It started as a simple plan.
American Legion Post 10 commander Steve Adams set out to find burial sites of all the World War I veterans in Linn County cemeteries. Now that's “snowballed” into finding them for all county veterans, dating back to the Civil War (1861-1865) and Spanish-American War (1898).
“I got the idea a year ago at our convention in Florence,” Adams recalled. “The national organization asked us to find our World War I veterans memorials.”
The national goal is to compile that information by the the American Legion’s centennial anniversary on Sept. 16, 2019.
Adams said the only way to document burial sites is by walking row-by-row through each cemetery and looking for markings on headstones.
“Commissioner Will Tucker provided me with a map of cemeteries in the county,” he said. “There are between 50 to 60 registered cemeteries and we don’t know how many other small, private cemeteries.”
So you can see why Adams said the project has snowballed.
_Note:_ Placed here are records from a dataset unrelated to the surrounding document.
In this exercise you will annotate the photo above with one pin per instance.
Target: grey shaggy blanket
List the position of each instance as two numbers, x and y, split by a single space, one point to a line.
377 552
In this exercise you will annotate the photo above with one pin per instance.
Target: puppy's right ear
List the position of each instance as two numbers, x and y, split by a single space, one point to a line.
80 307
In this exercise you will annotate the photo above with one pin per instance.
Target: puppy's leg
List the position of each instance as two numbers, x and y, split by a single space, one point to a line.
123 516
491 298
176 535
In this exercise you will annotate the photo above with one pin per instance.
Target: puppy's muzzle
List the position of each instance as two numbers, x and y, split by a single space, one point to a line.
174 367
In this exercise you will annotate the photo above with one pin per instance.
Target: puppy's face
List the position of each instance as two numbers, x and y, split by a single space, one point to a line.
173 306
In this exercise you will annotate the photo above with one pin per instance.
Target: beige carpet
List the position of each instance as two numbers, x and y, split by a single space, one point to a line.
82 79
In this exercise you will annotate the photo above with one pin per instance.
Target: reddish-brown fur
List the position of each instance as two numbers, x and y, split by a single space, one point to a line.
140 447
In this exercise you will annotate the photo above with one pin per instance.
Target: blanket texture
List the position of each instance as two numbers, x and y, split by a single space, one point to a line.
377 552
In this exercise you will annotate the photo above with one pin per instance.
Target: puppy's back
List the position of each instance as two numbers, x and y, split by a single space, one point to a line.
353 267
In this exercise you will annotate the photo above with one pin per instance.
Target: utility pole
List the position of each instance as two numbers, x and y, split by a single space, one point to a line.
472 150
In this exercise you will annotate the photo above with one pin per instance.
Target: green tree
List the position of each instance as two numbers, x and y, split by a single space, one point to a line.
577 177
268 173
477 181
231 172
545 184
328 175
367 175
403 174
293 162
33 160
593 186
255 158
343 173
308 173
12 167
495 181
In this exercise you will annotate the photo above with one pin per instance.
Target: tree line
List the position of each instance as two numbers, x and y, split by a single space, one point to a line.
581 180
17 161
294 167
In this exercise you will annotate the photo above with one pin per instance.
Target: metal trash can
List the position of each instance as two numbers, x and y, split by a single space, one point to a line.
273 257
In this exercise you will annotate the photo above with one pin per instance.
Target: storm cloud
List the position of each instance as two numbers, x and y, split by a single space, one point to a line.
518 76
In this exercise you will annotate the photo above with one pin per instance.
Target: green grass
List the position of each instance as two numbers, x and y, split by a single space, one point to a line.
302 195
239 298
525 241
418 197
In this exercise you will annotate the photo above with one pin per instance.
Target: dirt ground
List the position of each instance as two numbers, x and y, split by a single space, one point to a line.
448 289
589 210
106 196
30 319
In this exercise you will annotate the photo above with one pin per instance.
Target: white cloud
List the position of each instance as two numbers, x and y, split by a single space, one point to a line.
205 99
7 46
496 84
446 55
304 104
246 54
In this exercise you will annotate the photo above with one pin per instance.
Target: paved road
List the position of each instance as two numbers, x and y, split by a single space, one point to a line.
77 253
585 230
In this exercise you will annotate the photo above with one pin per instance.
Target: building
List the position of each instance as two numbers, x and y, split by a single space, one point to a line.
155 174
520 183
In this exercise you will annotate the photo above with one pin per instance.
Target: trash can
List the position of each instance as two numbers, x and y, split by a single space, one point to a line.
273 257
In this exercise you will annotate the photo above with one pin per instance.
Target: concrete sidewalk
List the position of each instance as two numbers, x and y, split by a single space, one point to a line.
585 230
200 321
But Adams notes that his wife disagrees with that assessment: “She says it’s a regular blizzard,” he said, and laughed.
He expanded his search after some Post 10 members asked him why he was only looking for WWI veterans and not World War II and Korean War soldiers as well. But Adams said he always likes a good challenge.
So far, he's found graves for a Civil War veteran in the Santiam Central Cemetery between Highway 20 and Knox Butte, plus sites for two Spanish-American War veterans in the Waverly Jewish Cemetery on Salem Avenue.
James Beebe was born on June 3, 1834, and died on June 8, 1918. In 1861 he served briefly in the Civil War, but Adams didn't know the circumstances of his short tenure.
Beebe is buried at the Santiam Central Cemetery east of Albany, along with his wife, Elizabeth (1839-1881), and their two young children, Frank (1870-1882) and Lily (1873-1882).
Adams said the passing of three family members in little more than a year is puzzling, although there may have been some form of epidemic.
Andrew Butts (March 27, 1868 to Jan. 30, 1954) is buried at the Waverly Cemetery, as is Willis Faxon (Nov. 7, 1873 to Nov. 24, 1953). Both served in the Spanish American War.
Butts was a private in Company K, the 4th Regiment, Ohio Infantry. Faxon also was a private, in Company I, the 1st California Infantry.
“So far, I’ve found 55 World War I veterans’ graves; 192 from World War II; 34 from Korea; 23 from Vietnam; and 12 from the Gulf wars,” Adams said.
Adams has visited 304 graves so far.
“When I get done, I’m going to visit with members of cemetery associations and get a list of everyone buried in their cemeteries so I can cross-check names,” he said.
Adams now realizes this project will take more than a year.
“Eventually, I’m going to meet with local funeral home directors and ask them to provide us with the names of veterans for whom they provide services,” he said. “We could develop a database and update it annually or more often.”
Adams encourages anyone with information about private cemeteries or veterans grave sites to call him at the Post 10 number, 541-926-0127.
“I’m learning a lot about local history,” he said. “People are also starting to volunteer to help at cemeteries in Brownsville and Sweet Home.”
Adams offers the following advice to anyone who wants to help: “There’s only one good way to do this, and that’s to walk every cemetery.”